Accepting fate, US soldiers ‘were left blind to events’ as Iran missiles hit their base in Iraq

Young journalists club

News ID: 44829
Publish Date: 7:13 - 16 January 2020
Tehran 16 January_Horror-struck with Iran’s attack on their military base in Iraq, American soldiers recount how they lost contact with their state-of-the-art unmanned aerial vehicles (UAVs) in the sky as the Islamic Revolution Guards Corps (IRGC) targeted the site in retaliation for the assassination of its top commander Lieutenant General Qassem Soleimani.

Accepting fate, US soldiers ‘were left blind to events’ as Iran missiles hit their base in IraqTEHRAN, Young Journalists Club(YJC)-The air base was struck with a barrage of Iranian cruise missiles early on January 8, over the assassination of the commander of the IRGC’s Quds Force in a US airstrike in Baghdad.     

At the time the attack was launched, the US army was flying seven UAVs, including MQ-1C Gray Eagles, over Iraq to monitor bases where US-led coalition forces are deployed, AFP said in a report on Wednesday.

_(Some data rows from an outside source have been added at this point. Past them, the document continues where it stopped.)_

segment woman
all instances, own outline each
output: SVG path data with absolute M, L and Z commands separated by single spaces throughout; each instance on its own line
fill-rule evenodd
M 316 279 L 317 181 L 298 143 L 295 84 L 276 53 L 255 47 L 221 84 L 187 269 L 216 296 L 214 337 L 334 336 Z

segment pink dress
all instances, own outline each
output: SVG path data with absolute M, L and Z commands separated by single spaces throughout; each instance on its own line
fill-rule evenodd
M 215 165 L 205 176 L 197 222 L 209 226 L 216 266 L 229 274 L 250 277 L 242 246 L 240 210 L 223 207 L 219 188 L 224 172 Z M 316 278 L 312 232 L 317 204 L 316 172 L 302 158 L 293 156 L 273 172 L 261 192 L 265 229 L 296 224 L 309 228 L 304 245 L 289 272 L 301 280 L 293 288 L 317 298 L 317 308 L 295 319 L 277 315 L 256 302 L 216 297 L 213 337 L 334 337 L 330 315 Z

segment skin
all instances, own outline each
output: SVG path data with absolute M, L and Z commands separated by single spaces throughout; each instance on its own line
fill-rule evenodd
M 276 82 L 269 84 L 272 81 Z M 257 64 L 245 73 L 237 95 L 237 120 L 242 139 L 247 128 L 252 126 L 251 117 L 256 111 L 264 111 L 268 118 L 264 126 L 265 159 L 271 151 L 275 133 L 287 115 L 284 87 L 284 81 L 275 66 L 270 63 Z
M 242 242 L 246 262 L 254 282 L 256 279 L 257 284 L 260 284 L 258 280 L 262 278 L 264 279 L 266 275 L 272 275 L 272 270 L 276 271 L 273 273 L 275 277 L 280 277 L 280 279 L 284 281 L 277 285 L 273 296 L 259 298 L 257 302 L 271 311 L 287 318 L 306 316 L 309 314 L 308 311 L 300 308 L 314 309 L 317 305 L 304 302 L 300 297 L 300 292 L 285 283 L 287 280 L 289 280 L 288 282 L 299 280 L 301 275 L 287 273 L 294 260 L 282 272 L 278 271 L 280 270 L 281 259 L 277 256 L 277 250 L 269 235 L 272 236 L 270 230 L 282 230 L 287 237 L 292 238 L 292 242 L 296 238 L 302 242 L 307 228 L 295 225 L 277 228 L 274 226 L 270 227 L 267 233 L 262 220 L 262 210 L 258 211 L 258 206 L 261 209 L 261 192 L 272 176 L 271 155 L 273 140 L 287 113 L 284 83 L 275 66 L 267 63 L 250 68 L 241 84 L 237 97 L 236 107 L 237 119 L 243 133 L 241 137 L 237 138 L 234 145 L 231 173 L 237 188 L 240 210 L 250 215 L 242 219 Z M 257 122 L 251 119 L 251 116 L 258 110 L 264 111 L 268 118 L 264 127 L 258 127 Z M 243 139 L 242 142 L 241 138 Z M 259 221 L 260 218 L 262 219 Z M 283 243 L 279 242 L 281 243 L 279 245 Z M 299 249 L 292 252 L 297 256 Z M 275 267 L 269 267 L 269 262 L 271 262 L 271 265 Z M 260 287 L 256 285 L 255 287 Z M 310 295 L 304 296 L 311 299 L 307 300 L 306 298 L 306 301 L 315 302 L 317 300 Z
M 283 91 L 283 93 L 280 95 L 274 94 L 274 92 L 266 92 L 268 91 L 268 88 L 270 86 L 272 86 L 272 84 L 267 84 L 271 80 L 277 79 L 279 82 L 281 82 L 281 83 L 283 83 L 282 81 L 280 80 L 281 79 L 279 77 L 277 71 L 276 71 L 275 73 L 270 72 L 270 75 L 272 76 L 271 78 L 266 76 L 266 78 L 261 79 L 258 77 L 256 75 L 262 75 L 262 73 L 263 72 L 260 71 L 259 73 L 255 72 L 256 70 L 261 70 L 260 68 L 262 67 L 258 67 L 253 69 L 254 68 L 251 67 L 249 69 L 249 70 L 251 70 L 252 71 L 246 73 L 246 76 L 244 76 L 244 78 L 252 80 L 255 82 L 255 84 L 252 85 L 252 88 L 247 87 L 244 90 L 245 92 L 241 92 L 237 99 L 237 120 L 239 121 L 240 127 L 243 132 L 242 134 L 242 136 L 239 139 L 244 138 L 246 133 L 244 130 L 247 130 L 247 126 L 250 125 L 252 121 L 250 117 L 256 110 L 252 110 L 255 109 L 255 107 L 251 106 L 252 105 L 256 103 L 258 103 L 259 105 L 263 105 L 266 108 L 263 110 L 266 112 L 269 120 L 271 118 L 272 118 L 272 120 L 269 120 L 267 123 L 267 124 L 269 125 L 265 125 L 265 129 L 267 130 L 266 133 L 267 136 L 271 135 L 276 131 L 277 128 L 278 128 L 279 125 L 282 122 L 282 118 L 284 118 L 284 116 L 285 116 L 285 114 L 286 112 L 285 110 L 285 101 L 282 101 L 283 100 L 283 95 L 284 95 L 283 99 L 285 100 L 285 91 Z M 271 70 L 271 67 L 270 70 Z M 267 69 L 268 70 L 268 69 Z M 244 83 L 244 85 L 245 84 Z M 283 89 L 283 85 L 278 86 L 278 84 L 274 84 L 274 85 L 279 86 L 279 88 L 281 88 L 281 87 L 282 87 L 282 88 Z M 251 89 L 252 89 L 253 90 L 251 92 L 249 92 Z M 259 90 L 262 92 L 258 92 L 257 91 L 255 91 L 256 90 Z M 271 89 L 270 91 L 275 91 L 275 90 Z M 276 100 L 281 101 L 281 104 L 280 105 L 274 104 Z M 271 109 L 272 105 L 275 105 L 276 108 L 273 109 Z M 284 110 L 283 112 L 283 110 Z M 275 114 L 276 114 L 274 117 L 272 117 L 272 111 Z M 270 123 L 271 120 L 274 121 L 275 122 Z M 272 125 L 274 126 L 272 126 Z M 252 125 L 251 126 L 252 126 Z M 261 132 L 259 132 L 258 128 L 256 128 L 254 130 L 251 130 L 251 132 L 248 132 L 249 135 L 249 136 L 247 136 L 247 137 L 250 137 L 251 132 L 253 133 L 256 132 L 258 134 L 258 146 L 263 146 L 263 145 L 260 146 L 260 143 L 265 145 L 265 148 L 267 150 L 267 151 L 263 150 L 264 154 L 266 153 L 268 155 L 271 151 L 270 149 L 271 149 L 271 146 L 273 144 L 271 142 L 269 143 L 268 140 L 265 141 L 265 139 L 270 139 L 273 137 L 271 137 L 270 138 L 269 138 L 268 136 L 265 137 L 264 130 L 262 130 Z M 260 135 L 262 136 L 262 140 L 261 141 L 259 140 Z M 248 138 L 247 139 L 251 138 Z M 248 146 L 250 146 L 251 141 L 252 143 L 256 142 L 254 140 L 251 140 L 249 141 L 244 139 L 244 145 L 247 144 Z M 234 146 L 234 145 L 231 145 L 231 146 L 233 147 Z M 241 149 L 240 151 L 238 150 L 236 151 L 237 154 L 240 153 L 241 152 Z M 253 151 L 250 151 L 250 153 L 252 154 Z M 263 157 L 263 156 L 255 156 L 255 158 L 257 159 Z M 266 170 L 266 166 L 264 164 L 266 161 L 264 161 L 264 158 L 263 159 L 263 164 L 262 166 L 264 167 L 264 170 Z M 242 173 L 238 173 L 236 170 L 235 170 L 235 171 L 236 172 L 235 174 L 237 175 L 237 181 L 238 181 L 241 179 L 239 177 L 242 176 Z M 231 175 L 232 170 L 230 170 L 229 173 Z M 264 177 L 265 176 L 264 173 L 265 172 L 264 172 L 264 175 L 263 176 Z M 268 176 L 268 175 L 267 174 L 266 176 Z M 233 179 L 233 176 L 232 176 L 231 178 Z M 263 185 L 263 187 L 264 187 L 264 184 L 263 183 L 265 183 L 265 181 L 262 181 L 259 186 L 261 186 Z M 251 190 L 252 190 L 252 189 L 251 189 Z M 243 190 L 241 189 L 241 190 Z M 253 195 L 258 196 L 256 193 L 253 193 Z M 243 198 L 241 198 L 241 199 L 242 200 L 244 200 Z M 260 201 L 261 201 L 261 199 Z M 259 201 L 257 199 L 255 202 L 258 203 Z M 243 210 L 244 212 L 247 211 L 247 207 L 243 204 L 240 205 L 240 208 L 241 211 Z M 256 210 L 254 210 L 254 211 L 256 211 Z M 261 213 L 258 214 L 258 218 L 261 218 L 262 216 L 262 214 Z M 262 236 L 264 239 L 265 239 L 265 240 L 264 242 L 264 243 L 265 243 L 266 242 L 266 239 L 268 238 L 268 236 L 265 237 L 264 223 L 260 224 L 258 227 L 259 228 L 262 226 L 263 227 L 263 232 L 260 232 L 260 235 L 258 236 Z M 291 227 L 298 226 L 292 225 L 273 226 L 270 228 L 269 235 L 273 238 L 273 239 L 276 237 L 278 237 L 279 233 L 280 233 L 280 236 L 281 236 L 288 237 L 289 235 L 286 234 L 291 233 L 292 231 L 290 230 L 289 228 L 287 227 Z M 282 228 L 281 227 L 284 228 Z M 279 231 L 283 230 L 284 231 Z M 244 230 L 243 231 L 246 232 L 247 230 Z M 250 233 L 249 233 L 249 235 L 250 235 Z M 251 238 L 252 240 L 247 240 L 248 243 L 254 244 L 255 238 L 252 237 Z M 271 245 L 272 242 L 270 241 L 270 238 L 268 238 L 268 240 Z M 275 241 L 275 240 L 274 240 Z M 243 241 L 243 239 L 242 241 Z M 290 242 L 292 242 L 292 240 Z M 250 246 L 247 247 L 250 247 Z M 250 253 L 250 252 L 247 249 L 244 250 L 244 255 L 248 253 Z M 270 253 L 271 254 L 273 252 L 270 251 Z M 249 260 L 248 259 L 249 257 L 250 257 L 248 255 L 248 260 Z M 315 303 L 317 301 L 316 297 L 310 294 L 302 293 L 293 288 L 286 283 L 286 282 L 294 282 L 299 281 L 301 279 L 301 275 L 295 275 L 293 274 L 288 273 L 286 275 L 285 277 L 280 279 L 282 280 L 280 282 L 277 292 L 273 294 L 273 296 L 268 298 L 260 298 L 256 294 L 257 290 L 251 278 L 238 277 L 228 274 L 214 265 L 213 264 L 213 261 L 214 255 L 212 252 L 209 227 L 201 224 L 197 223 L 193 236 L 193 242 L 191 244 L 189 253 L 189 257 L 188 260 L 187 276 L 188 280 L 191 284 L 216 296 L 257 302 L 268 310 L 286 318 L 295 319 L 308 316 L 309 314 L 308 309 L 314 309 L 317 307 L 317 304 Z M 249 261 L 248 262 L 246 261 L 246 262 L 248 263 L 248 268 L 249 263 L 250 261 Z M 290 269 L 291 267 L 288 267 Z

Having received advance warning from superiors, most of the 1,500 US soldiers at the base had been hidden in bunkers for two hours, but 14 pilots had stayed in containers-turned-cockpits to remotely fly the American drones and “monitor essential feeds from their high-powered cameras,” according to the report.  

One of the pilots, 26-year-old Staff Sergeant Costin Herwig who was flying a Gray Eagle, told AFP that he “accepted fate” after volleys of Iranian missiles poured on the air base, with the first missile blasting dust into their shelter. 

"We thought we were basically done," he said.

The American forces said the volleys of missiles lasted for three hours, slamming into sleeping quarters directly adjacent to the pilots' operations rooms and inflicting damage on fiber lines, thus disrupting communication with the drones.

The fiber lines link the virtual cockpits to antennas then satellites that send signals to the Gray Eagles and pull the cameras' feeds back onto the screens at Ain al-Assad, according to the soldiers.

"No more than a minute after the last round hit, I was heading over to the bunkers on the far back side and saw the fire was burning all through our fiber lines," said First Sergeant Wesley Kilpatrick, adding, "With the fiber lines burnt, there was no control."

The Iranian ballistic missiles had also punched holes across Ain al-Assad's airfield and the control tower was empty, the report said.